Viewing Rollback History
List All Rollback Records
curl -X GET http://localhost:8000/api/v1/safety/rollback-records \
-H "Authorization: Bearer $TOKEN"
{
"items": [
{
"id": "rollback-uuid",
"feature_flag_id": "flag-uuid",
"feature_flag_key": "new-checkout-flow",
"rollback_reason": "error_rate_threshold_exceeded",
"error_rate_at_rollback": 0.082,
"latency_p95_at_rollback": 410,
"rolled_back_at": "2026-03-02T14:32:00Z",
"was_automatic": true
}
],
"total": 3
}
Filter by Flag
curl -X GET "http://localhost:8000/api/v1/safety/rollback-records?feature_flag_id=flag-uuid" \
-H "Authorization: Bearer $TOKEN"
Manual Rollback
You can trigger a rollback manually without waiting for the safety monitor. This is useful when you notice a problem in your own monitoring systems before the safety monitor catches it.

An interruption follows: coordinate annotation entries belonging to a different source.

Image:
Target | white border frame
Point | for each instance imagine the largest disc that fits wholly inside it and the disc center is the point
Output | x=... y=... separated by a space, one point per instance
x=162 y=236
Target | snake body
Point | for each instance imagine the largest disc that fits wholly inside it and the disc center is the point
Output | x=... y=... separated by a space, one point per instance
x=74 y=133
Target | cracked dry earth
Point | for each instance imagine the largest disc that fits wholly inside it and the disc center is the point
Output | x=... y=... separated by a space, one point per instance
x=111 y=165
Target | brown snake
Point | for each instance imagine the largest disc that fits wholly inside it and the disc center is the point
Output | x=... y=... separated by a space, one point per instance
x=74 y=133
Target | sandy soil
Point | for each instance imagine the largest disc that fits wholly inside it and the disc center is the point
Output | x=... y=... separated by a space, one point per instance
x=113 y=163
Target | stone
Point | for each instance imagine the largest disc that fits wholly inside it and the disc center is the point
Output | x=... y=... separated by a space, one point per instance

curl -X POST http://localhost:8000/api/v1/safety/rollback/flag-uuid-here \
-H "Authorization: Bearer $TOKEN" \
-H "Content-Type: application/json" \
-d '{
"reason": "Increased checkout error rate observed in Datadog"
}'
The manual rollback has the same effect as an automatic rollback: the flag is immediately disabled and a rollback record is created.

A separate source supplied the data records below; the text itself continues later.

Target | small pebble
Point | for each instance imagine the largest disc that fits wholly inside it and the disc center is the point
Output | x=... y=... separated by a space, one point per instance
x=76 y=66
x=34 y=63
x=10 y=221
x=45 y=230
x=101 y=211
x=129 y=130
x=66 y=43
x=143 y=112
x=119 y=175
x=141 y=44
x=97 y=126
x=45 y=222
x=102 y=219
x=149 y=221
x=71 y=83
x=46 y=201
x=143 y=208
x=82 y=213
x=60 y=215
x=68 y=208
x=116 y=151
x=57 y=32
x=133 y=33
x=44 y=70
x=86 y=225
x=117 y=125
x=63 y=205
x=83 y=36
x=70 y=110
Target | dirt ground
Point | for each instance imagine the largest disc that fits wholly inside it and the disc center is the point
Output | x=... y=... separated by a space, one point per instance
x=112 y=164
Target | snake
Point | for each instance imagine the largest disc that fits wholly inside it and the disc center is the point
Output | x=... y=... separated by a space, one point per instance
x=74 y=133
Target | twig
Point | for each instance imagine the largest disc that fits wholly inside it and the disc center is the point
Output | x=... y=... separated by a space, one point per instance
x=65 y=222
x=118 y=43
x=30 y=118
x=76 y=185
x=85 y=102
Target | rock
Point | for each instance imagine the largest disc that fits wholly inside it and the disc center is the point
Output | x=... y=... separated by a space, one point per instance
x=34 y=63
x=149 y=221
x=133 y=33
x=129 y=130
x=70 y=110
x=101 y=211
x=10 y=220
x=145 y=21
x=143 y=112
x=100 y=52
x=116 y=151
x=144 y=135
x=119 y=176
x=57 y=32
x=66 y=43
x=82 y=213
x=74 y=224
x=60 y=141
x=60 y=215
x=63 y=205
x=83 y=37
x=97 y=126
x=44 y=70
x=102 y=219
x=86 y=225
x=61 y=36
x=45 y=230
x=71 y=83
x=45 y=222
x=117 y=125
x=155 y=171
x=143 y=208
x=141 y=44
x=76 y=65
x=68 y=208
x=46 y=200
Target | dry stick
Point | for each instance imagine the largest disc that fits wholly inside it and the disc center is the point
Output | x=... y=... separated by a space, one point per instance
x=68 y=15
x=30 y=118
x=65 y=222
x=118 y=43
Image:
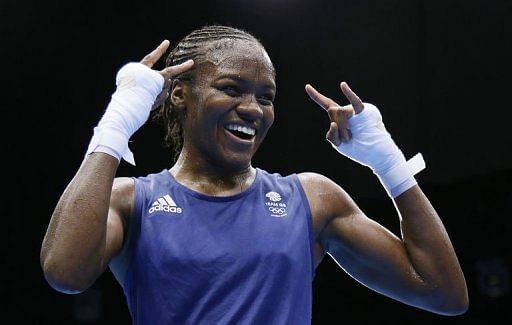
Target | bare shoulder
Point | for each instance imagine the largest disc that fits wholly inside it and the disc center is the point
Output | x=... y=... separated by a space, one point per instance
x=321 y=188
x=122 y=197
x=326 y=199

Re-Enabling After Rollback
After investigating and resolving the root cause:
# Re-enable at a low percentage to confirm the fix
curl -X PUT http://localhost:8000/api/v1/feature-flags/flag-uuid-here \
-H "Authorization: Bearer $TOKEN" \
-H "Content-Type: application/json" \
-d '{
"rollout_percentage": 5,
"status": "ACTIVE"
}'
Watch safety metrics for at least one full monitoring window before expanding the rollout further. If thresholds were breached before, the safety monitor will immediately roll back again if the root cause was not fixed.
Best Practices
Set thresholds relative to baseline
Measure your baseline error rate and latency before enabling safety monitoring. If your API normally returns 2% errors, setting a threshold of 1% would cause false positives.

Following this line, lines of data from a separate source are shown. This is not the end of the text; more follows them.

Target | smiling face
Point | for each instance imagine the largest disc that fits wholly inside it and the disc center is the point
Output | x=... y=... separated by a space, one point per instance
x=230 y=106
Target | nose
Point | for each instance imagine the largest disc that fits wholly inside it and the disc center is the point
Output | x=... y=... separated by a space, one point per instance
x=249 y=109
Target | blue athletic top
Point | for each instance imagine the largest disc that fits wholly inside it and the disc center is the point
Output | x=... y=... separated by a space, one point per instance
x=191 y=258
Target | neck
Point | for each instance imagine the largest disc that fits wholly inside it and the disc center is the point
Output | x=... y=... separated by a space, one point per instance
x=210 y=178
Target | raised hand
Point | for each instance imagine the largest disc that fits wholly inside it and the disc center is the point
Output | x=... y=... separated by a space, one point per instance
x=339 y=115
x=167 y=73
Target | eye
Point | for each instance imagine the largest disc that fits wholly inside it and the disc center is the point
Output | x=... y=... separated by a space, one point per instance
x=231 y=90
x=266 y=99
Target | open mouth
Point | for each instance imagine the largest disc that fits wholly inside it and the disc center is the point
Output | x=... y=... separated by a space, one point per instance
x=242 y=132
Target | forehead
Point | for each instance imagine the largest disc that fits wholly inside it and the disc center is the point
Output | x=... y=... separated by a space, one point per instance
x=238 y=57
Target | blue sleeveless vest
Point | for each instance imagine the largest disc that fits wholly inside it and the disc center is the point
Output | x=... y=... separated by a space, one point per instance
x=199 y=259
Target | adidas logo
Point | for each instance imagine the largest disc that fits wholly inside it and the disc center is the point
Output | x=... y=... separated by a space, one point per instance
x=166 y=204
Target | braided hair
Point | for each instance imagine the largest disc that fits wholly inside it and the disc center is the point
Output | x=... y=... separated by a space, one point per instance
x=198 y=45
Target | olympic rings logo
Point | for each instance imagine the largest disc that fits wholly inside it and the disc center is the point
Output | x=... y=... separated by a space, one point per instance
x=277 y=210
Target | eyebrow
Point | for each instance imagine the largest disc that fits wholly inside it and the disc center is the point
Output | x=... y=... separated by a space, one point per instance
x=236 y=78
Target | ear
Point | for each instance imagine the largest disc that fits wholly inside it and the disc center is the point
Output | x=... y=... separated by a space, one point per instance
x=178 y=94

A reasonable threshold is 2x your baseline:
- Baseline error rate 2% → threshold
0.04(4%) - Baseline p95 latency 200ms → threshold
400
Use tight thresholds for critical paths
For features that touch payments, authentication, or core user flows, use tighter thresholds and shorter monitoring windows:
error_rate_threshold: 0.02(2%)latency_p95_threshold_ms: 300monitoring_window_minutes: 5
Combine with gradual rollouts
Safety monitoring is most effective when combined with gradual rollouts. A problem affecting 5% of users is much easier to contain than one affecting 100%.
Test the rollback path
Before a major launch, deliberately trigger a rollback in a staging environment to confirm that notifications are delivered and the flag disables correctly.